We all had a favourite superhero when we were kids - whether it was Superman because he could fly, Storm and her ability to control the weather or Wolverine and his retractable metal claws. My favourite was always Batman. He couldn't leap tall buildings or run faster than a speeding bullet but he had the coolest tech of all the superheroes and it seemed that no matter what the situation - he had something attached to his utility belt or in the Batmobile that would deal with it. KAPOW! BOF! Batman and his array of inventions wins the day again.
It's not surprising then, that he tops my list because a lot of his 'super-power' lies in his inventions and the kit that has been engineered to assist him. As someone who has been working in engineering and inventing for the last thirty years my work has been about solving problems and creating solutions to help build a better future.
Superheroes continue to fascinate all of us and the proliferation of movies, comics and TV-shows is testament to that but science, engineering and technology have come a long way since Superman was first introduced to the world in 1938 and this has meant we are beginning to see mankind do the things comic book writers could only imagine. Last week was Tomorrow's Engineers Week - an opportunity to highlight to young people across the UK some of the exciting careers in modern engineering. Working with the IET and Mumsnet we answered questions put to us by parents and kids about superheroes and which powers could one day be a reality thanks to advances in engineering.
We received over one hundred questions about a variety of superheroes. Here are some of the questions we answered:
Could we ever climb buildings and heal quickly like Spider-Man?
Scientists have already discovered how to climb walls like geckos. You just need a slightly larger than hand-sized amount of gecko-like material and to work out how to balance the strain of the hanging human in a uniform way. Also, the rise of graphene - the world's thinnest material - may also allow engineers to develop silk web throwing capabilities.
Exoskeleton technology will allow us to develop superhuman capabilities like Spider-Man. Exoskeleton technology allows people with spinal cord injuries to walk again and advanced materials could make them lighter and more flexible to resist injury, like Spider-Man.
Would humans ever be able to understand all languages like Wonder Woman or have indestructible armour like the one she wears?
Universal language deciphering is being developed by engineers now and wireless ear pieces like Apple's airpods and speech recognition tech (like siri) could be used to ensure we can understand multiple languages.
Wonder Woman's bracelets are indestructible and able to absorb the impact of incoming attacks. We already have bullet proof vests but these only absorb bullets often leaving the wearer injured. To engineer Wonder Woman's bracelets, carbon nanotubes could be woven to repel the force of attacks rather than absorb it.
Will humans ever be able to be invisible?
In the future, fabricated artificial materials called 'metamaterials' could allow engineers to harness the power of Marvel's The Invisible Woman. Engineers have recently worked out how in principle to 'cloak' objects to make them invisible - by bending the light around them and back onto its original path, they can block the view of the object to the eye.
Is it possible to create regenerative power like Wolverine?
In the future it could be created by bio-printing - a type of 3D printing that prints cells, which could be used to print new organs eventually.
Are we any closer to actually making a real Iron Man suit?

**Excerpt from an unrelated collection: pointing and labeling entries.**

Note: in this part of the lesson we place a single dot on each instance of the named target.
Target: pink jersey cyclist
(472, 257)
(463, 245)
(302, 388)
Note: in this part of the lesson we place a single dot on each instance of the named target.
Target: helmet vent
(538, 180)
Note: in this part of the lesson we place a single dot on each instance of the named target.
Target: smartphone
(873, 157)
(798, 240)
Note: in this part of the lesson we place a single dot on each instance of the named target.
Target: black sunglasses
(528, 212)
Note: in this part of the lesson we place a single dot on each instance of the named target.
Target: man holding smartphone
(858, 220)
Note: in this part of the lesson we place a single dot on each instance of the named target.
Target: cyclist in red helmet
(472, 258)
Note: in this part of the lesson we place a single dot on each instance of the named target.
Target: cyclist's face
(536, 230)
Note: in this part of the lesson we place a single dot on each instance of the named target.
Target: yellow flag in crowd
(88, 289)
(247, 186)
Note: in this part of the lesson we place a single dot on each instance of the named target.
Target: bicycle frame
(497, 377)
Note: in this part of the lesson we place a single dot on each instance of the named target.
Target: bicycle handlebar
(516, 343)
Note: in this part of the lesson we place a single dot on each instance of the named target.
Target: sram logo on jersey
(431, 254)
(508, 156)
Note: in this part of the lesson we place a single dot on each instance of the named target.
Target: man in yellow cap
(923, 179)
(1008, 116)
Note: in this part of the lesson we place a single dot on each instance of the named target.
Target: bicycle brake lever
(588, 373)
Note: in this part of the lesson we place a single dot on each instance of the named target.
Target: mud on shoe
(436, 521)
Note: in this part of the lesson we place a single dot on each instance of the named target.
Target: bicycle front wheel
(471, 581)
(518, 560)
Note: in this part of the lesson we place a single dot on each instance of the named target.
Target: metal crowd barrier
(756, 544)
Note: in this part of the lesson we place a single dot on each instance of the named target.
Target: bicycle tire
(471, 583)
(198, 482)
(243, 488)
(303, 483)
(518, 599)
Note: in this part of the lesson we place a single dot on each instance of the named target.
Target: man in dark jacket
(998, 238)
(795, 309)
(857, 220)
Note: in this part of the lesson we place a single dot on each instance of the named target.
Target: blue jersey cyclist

By looking at the advances in reading brain waves and understanding how these control different actions, engineers could create a suit like this. The suit could be controlled by our minds.
Of course, whilst we had a great time answering questions, as with any mission, there was an end goal. Who knows if we will ever be able to jump buildings in one bound or have the strength of the Incredible Hulk, but it will be engineers and scientists who go on to create and design our world for the better. With the current engineering skills shortage in the UK, there is an urgent need to get more young people, particularly girls, interested in engineering and technology and showcase the exciting range of creative engineering jobs. We expect that an engineering career will become ever more diverse, varied and exciting, changing much more over time than has been traditional - which will be hugely rewarding. I'd encourage any parent or young person to visit the IET's Engineer a Better world or the Tomorrow's Engineers websites to find out more. Engineers assemble!